In one type of implant, a flexible rod is placed under the skin of your upper arm and continually delivers a small amount of progestin. Implants are more than 99 percent effective and last for several years (depending on which implant is used). Your fertility returns soon after the implant is removed.
The options currently available in the United States, Implanon and Nexplanon, each use a single flexible rod. Once implanted, the rod can remain in place for up to three years and is nearly 100 percent effective. The drawback is that you may have irregular menstrual cycles or spotting or bleeding several days a month.
An intrauterine device is another type of implant: It's a T-shaped rod your doctor inserts in your uterus. (You'll need a follow-up visit four to 12 weeks after so she can make sure it's still in place.)
Unlike the copper IUD, the Mirena IUD releases a small amount of progestin. Not only is it more than 99 percent effective as a form of birth control, but most women who use Mirena eventually have much lighter menstrual flow – and some users stop having periods completely. The progestin IUD can stay in place for up to five years.
How much progestin gets into breast milk, and will it affect my baby?
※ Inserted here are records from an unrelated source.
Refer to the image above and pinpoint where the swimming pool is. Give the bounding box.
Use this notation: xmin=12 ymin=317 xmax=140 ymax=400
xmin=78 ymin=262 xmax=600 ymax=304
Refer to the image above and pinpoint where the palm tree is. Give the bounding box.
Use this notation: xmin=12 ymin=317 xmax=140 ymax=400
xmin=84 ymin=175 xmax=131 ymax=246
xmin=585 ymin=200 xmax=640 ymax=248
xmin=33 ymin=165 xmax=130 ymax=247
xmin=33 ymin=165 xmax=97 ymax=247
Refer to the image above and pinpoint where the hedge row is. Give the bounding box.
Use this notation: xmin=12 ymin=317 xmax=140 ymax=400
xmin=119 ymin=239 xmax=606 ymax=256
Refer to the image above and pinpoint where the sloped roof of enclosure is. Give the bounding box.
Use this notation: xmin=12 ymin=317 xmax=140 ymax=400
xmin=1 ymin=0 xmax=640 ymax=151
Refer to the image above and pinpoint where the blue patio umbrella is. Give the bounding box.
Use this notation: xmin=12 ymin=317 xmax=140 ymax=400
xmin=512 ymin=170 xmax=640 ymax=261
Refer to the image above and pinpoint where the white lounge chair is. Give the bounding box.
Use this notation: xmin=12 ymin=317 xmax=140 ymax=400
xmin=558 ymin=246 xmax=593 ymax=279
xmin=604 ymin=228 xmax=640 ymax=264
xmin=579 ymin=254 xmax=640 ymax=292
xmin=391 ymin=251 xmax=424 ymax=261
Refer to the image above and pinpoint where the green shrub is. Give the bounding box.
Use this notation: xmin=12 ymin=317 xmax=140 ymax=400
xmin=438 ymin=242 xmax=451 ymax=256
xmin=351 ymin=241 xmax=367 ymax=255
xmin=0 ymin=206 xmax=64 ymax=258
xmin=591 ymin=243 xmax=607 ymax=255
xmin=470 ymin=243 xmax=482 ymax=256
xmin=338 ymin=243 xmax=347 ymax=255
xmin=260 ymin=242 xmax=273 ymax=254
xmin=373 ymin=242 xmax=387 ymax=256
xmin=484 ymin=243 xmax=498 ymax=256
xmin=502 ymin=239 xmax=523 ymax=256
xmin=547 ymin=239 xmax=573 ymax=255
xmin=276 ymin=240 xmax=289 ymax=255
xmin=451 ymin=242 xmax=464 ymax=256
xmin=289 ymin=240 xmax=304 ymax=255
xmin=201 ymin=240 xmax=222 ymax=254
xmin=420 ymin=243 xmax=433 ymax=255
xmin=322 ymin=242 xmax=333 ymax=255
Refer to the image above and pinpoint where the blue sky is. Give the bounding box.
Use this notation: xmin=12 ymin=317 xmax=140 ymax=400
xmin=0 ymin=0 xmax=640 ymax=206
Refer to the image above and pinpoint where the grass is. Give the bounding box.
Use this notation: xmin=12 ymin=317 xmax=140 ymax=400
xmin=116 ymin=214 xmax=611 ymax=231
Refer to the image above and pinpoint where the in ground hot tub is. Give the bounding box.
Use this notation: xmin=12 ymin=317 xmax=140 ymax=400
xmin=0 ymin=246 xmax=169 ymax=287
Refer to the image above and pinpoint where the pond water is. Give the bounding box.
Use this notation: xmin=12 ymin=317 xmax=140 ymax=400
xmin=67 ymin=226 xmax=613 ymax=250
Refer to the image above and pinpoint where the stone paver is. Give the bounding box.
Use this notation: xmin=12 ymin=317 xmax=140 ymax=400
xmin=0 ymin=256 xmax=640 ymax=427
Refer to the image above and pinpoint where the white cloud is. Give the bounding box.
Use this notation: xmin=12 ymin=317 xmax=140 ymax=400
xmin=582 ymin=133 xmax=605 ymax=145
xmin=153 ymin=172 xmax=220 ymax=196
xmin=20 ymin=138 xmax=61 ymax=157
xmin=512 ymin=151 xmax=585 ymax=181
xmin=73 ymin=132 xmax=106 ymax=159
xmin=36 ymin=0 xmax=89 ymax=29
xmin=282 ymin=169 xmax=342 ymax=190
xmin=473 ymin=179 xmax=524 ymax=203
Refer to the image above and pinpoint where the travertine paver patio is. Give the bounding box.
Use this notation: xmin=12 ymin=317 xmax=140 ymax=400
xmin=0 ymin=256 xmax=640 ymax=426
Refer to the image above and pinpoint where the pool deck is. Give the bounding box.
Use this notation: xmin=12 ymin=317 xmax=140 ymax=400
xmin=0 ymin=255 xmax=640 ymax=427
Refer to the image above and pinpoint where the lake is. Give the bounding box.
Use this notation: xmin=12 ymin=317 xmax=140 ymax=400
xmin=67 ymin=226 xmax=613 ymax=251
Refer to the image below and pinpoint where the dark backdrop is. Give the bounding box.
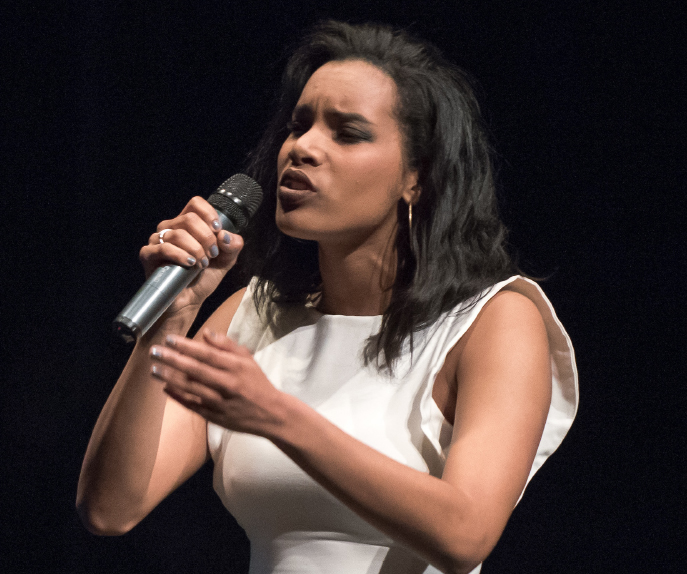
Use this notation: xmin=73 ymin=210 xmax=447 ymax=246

If you use progestin-only hormonal birth control, just a small amount of progestin passes into breast milk. With the minipill, for example, the level in breast milk is estimated to be 1 to 6 percent of the amount in the mother's body.
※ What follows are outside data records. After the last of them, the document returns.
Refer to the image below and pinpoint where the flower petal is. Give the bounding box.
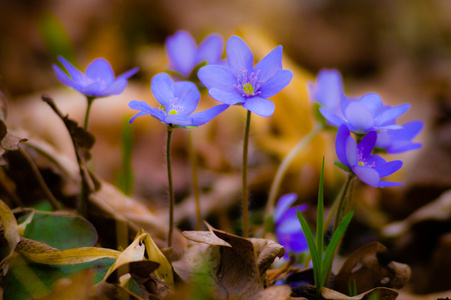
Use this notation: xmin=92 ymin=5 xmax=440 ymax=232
xmin=358 ymin=93 xmax=384 ymax=116
xmin=358 ymin=131 xmax=377 ymax=159
xmin=77 ymin=82 xmax=102 ymax=97
xmin=58 ymin=56 xmax=85 ymax=82
xmin=335 ymin=125 xmax=350 ymax=167
xmin=274 ymin=193 xmax=298 ymax=223
xmin=116 ymin=68 xmax=139 ymax=80
xmin=345 ymin=135 xmax=357 ymax=168
xmin=128 ymin=100 xmax=165 ymax=123
xmin=254 ymin=46 xmax=282 ymax=83
xmin=344 ymin=102 xmax=374 ymax=131
xmin=174 ymin=81 xmax=200 ymax=116
xmin=53 ymin=65 xmax=75 ymax=88
xmin=351 ymin=165 xmax=381 ymax=187
xmin=259 ymin=70 xmax=293 ymax=98
xmin=97 ymin=79 xmax=127 ymax=97
xmin=197 ymin=65 xmax=238 ymax=92
xmin=378 ymin=180 xmax=403 ymax=187
xmin=376 ymin=104 xmax=410 ymax=126
xmin=243 ymin=97 xmax=275 ymax=117
xmin=226 ymin=35 xmax=254 ymax=76
xmin=165 ymin=30 xmax=197 ymax=77
xmin=85 ymin=58 xmax=114 ymax=86
xmin=374 ymin=160 xmax=402 ymax=177
xmin=319 ymin=107 xmax=349 ymax=127
xmin=150 ymin=73 xmax=175 ymax=106
xmin=194 ymin=34 xmax=224 ymax=65
xmin=309 ymin=69 xmax=343 ymax=111
xmin=191 ymin=104 xmax=229 ymax=126
xmin=208 ymin=88 xmax=244 ymax=105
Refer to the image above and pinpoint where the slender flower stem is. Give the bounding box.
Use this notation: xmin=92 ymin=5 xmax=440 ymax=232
xmin=242 ymin=110 xmax=251 ymax=238
xmin=83 ymin=96 xmax=95 ymax=130
xmin=166 ymin=125 xmax=175 ymax=247
xmin=263 ymin=123 xmax=324 ymax=236
xmin=188 ymin=130 xmax=202 ymax=230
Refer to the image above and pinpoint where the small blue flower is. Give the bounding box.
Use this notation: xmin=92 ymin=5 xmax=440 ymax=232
xmin=375 ymin=121 xmax=423 ymax=154
xmin=197 ymin=36 xmax=293 ymax=117
xmin=319 ymin=93 xmax=410 ymax=133
xmin=53 ymin=56 xmax=138 ymax=98
xmin=165 ymin=30 xmax=224 ymax=78
xmin=128 ymin=73 xmax=229 ymax=127
xmin=335 ymin=124 xmax=402 ymax=187
xmin=274 ymin=194 xmax=308 ymax=253
xmin=307 ymin=69 xmax=343 ymax=113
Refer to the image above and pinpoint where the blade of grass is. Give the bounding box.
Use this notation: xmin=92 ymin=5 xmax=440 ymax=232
xmin=321 ymin=210 xmax=354 ymax=285
xmin=316 ymin=156 xmax=324 ymax=284
xmin=297 ymin=210 xmax=322 ymax=295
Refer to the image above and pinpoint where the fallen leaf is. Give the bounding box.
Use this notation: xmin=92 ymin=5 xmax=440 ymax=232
xmin=333 ymin=242 xmax=411 ymax=294
xmin=0 ymin=200 xmax=20 ymax=277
Research to date shows no adverse effects on lactation, or on infant weight gain, health, or development. Most family planning experts and many organizations – including the World Health Organization, the American Academy of Pediatrics, the American College of Obstetricians and Gynecologists, the American Academy of Family Physicians, Planned Parenthood Federation of America, and Family Health International – consider progestin-only contraceptives compatible with breastfeeding.
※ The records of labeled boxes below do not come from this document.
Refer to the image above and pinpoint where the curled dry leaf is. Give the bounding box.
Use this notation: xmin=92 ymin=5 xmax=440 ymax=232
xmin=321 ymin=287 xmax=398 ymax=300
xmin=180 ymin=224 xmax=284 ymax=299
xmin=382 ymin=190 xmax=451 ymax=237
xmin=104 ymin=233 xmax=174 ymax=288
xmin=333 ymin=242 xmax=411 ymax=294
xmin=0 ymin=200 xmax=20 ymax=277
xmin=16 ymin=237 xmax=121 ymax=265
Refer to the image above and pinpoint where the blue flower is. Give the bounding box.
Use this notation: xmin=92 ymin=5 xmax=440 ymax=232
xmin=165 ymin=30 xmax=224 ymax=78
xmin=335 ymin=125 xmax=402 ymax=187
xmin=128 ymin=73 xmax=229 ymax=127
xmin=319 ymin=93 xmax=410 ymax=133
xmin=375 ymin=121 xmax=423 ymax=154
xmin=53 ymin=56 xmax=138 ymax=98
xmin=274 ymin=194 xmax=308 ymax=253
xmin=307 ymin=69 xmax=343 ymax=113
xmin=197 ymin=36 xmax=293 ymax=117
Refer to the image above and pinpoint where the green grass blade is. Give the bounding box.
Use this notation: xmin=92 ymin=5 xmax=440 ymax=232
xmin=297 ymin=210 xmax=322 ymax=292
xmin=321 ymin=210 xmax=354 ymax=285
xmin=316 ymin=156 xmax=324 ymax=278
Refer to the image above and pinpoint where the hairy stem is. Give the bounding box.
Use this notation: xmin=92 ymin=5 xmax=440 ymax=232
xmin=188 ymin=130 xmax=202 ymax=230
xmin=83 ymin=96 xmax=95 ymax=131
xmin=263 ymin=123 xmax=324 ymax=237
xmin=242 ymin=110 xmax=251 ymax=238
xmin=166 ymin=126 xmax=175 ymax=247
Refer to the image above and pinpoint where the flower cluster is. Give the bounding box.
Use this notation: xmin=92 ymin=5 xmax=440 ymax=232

Can I start taking POCs right away?
Experts disagree about when it's best to begin taking POCs. Some say that breastfeeding mothers should wait six weeks after childbirth, when your milk supply is well established and your baby is a bit more mature.
Others prescribe these methods earlier for women who aren't exclusively breastfeeding or aren't sure how long they'll continue to nurse. Generally healthcare providers recommend that women who aren't exclusively breastfeeding begin contraception three weeks after delivery.
If you are exclusively breastfeeding, there's no reason to start taking hormones before your six-week postpartum visit. But if you're not nursing regularly, talk to your caregiver about the possibility of starting hormonal contraception earlier. If you decide to wait, be sure to use condoms in the meantime.
Are there any side effects or disadvantages to POCs?
Although POCs are considered safe to use while nursing, some women (whether breastfeeding or bottle-feeding) are not good candidates for any kind of hormonal birth control. That said, some women who can't use any of the combined hormonal methods (because of the estrogen component) can still safely use progestin-only methods.
The most common complaint about POCs is breakthrough vaginal bleeding, but some women experience other side effects, including weight gain, headaches, and nausea.
Unlike condoms, hormonal birth control methods (with or without estrogen) offer no protection against sexually transmitted infections – an important consideration if you're not in a mutually monogamous relationship.
Talk over the pros and cons with your midwife or doctor. She knows your health history and can help you choose a safe, effective contraceptive method that's right for you.